= Douglas D. Hesse =

American professor of English and writer (born 1956)

Douglas Dean Hesse (born July 25, 1956) is an American professor of English and writer who has been elected leader of four national literacy organizations: president of The National Council of Teachers of English (2016), chair of the Conference on College Composition and Communication (2005), president of the Council of Writing Program Administrators, and Chair of the Association for Writing Across the Curriculum (2023). (1998–2000). In 2025, he received three Lifetime Achievement awards: from NCTE (Distinguished Service Award), MLA/ADE Francis March Award, and CWPA, Lifetime Achievement Award.
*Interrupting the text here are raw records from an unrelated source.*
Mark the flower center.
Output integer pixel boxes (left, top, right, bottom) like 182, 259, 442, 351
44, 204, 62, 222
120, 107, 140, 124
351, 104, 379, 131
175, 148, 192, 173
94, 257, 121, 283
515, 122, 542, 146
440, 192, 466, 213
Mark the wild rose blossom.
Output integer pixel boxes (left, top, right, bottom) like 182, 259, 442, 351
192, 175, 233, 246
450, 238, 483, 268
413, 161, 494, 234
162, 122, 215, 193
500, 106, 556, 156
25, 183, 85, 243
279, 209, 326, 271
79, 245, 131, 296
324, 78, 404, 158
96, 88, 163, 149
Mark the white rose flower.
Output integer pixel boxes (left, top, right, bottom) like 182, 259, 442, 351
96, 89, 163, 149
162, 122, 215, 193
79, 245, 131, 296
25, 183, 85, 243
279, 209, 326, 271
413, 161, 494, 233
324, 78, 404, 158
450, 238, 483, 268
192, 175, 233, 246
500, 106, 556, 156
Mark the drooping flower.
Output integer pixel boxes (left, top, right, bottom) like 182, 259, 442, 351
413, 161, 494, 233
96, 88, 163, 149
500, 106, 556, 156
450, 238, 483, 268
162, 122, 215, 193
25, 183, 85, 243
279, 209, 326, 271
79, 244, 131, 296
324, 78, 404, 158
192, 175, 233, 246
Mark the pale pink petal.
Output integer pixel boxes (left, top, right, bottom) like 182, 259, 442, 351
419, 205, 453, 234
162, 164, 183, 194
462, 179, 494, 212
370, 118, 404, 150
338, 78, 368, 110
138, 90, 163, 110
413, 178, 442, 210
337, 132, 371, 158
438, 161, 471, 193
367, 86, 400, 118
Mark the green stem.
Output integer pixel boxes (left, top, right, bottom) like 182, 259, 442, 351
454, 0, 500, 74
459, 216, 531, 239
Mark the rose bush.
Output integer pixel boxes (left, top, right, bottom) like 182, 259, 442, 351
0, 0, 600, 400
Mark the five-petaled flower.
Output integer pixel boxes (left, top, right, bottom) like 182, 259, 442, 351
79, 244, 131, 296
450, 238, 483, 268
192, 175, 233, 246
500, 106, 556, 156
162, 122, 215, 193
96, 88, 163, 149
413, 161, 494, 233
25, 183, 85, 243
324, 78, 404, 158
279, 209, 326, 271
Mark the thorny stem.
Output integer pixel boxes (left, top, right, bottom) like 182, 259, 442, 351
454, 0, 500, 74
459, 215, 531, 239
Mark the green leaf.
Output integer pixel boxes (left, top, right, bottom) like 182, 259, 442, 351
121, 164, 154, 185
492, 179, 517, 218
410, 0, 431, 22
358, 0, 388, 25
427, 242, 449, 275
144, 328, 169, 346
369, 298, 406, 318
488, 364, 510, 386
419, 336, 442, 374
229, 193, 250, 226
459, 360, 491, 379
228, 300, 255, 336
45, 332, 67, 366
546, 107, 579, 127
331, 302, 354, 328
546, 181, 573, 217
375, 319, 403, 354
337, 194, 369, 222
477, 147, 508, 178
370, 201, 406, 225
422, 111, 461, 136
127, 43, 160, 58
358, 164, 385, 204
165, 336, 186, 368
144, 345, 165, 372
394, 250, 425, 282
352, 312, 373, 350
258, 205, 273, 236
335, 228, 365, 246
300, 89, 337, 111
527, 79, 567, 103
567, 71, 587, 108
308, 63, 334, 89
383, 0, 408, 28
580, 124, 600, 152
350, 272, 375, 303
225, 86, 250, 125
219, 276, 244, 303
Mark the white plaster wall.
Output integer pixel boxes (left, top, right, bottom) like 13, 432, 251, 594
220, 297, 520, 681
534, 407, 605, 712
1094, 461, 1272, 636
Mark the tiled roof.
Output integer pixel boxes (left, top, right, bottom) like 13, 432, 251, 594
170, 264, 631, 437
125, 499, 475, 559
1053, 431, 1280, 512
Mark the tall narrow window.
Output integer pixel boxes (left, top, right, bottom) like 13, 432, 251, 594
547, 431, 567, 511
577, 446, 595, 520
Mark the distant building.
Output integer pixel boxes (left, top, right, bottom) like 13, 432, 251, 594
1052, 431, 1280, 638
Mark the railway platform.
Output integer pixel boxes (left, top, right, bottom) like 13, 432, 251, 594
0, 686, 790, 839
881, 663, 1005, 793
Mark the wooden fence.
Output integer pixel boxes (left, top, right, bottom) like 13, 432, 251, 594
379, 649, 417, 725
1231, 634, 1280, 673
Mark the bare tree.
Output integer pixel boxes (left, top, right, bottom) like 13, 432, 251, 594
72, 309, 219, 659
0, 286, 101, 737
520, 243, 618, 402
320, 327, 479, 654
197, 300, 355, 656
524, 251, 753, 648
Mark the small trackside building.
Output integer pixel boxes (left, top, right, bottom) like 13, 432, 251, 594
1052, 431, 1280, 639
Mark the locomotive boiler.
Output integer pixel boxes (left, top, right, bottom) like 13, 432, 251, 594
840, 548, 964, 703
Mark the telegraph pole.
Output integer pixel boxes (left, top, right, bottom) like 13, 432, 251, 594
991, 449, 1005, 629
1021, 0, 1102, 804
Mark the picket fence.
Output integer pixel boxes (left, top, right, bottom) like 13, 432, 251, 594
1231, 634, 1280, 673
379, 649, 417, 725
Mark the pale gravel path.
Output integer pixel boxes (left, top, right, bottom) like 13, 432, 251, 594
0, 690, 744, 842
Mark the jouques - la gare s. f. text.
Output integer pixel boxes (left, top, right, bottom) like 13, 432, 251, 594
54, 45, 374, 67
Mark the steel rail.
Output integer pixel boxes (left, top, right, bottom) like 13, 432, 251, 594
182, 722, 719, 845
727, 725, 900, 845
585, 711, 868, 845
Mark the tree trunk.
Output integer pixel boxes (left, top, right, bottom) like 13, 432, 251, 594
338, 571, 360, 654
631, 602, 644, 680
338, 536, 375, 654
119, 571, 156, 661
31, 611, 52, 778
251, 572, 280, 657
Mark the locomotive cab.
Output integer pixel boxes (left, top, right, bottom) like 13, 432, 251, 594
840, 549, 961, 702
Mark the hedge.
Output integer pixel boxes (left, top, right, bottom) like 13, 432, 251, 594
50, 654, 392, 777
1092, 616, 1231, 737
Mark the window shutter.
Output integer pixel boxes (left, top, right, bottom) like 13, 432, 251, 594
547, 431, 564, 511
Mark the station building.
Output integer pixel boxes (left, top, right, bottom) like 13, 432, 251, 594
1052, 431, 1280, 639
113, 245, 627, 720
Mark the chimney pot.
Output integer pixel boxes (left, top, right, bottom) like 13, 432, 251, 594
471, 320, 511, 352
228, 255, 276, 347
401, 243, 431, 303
Hesse graduated from DeWitt (Iowa) Central High School, which inducted him to its Hall of Fame in 2016. He received a BA in English from the University of Iowa in 1978; an MA/W (Converted to MFA in Nonfiction) from Iowa in 1980; and a PhD from Iowa in 1986, with a dissertation The Story in the Essay. He taught at Findlay College, 1980–1983; at Illinois State University 1986-2006 (where he directed the writing program, the graduate program in English, the Center for the Advancement of Teaching, and the University Honors Program); and then the University of Denver 2006–2024, where he is Professor Emeritus of Writing and English and Founding Executive director of the Writing Program. He publishes primarily in the areas of creative nonfiction, writing theory and pedagogy, and writing program organization and administration.

==Books and Publications==
- Nonfiction, The Teaching of Writing, and the Influence of Richard Lloyd Jones. co-author with Laura Julier. U Colorado P and WAC Clearinghouse, 2023.
- Creating Nonfiction, co-author with Becky Bradway (Bedford/St. Martin's, 2009 )
- Simon and Schuster Handbook for Writers (co-author with Lynn Troyka). 7th, 8th, 9th, 10, 11th ed, 2004–2017.
- Over 90 essays, articles, and chapters, including in such journals as College English, College Composition and Communication, Research in the Teaching of English, Writing on the Edge, and many others.

==Honors==
- Distinguished Service Award. National Council of Teachers of English. November 2025.
- Francis Andrew March Award for Distinguished Service to the Profession. Association of Departments of English/Modern Language Association. January 2025.
- Lifetime Achievement Award. Council of Writing Program Administrators. July 2025.
- University of Denver Distinguished Scholar. 2012.
- Illinois State University Outstanding Researcher. 2002.
- Visiting research professor. Michigan Technological University. June, 1996.
- Wiepking Distinguished Visiting professor of English. Miami University, Oxford, OH. 2001–02.
- Donald Murray Award for Nonfiction.
- Young Rhetorician of the Year. 2015.
- Phi Beta Kappa.

==Leadership==
- Chair. Association for Writing Across the Curriculum (AWAC).(Incoming Chair 2022, Chair 2023, Past Chair 2024)
- President. 104th President of the National Council of Teachers of English . 2016. Vice President, 2014, President Elect, 2015. Past President 2017.
- Co-director, WPA Consultant Evaluator Service. 2010–2016.
- Founder and chair, NCTE/Norman Mailer Foundation National Student Awards for Writing, 2009–2015.
- Chair (President), Conference on College Composition and Communication, 2005. At 7000+ members; nation's largest organization of writing professors. Officer from 2002 to 2006.
- Executive Committee. National Council of Teachers of English. 2003–06.
- President, National Council of Writing Program Administrators. 1999–2001.
- Editor, WPA: Writing Program Administration, 1994–1998.
- Chair, Executive Committee of MLA Division on Teaching as a Profession. 2007.